Both whole grains and whole grain flour can be used to make it. In the first case, the grains are usually let to soak for a day in the water, before boiled and blended to form a kind of porridge. When flour is used, the same more or less porridge-like consistency is achieved after initially toasting and then cooking the flour in boiling water.

In both cases, the porridge mixture is let to cool down well (surely below 40°C) to prevent microbial death, before adding the sourdough culture to start fermenting on the grain material.

After one round of fermentation at room temperature, the sweetness is adjusted with the addition of sugar, the mixture is then bottled and transferred in the fridge to continue fermenting and carbonating. A couple of days later it is ready for consumption, something that is advised to take place during the following few days because the drink gradually becomes more aggressive in terms of alcohol plus gas content, and sourness.


Millet Boza

Makes approximately 1 lt of boza

  • 100g millet grains or flour *

  • 1 lt water and extra for adjusting consistency

  • 100g active sourdough **

  • 50g sugar***

* If it is difficult to find millet, use alternatively whole wheat or corn flour, or any other whole grain flour that you like

** Activate your sourdough by feeding your starter with the same flour used in the recipe

*** This is an indicative amount, you can adjust sweetness to your liking

- If you go with flour, add it into a pan and toast it slightly on medium heat. Add the water, bring to boil, and simmer for 10-15 min stirring frequently. It will thicken a bit and form a kind of porridge.

(Before adding the water remove the pan from the fire because it might splash and burn your skin)

- If you go with whole grains, let them soak overnight in water and then boil them for half an hour with some fresh water that exceeds a couple of fingers from the grain surface. After, blend the mixture with a hand blender to obtain again a porridge consistency.

- In both cases, let the porridge mix to cool down below 40°C and only then add the active sourdough culture. Mix it well, cover it with a lid, and let it ferment overnight at room temperature.

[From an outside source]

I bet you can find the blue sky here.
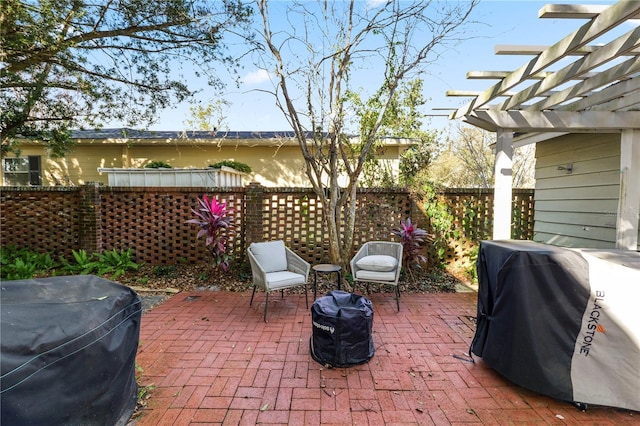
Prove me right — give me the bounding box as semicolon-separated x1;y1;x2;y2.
138;0;619;134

- Next day, depending on the type of flour you are using, it might change consistency and become more liquid. Scoop out with a spoon the water layer on the top (if there is any) and strain the rest.

- Add sugar, and mix well. At this point adjust consistency (if you prefer it more liquid) by adding extra water.

- Bottle and transfer in the fridge. Let it there for 1-2 days to become carbonated.

- Consume it in the next couple of days before it starts becoming very aggressive.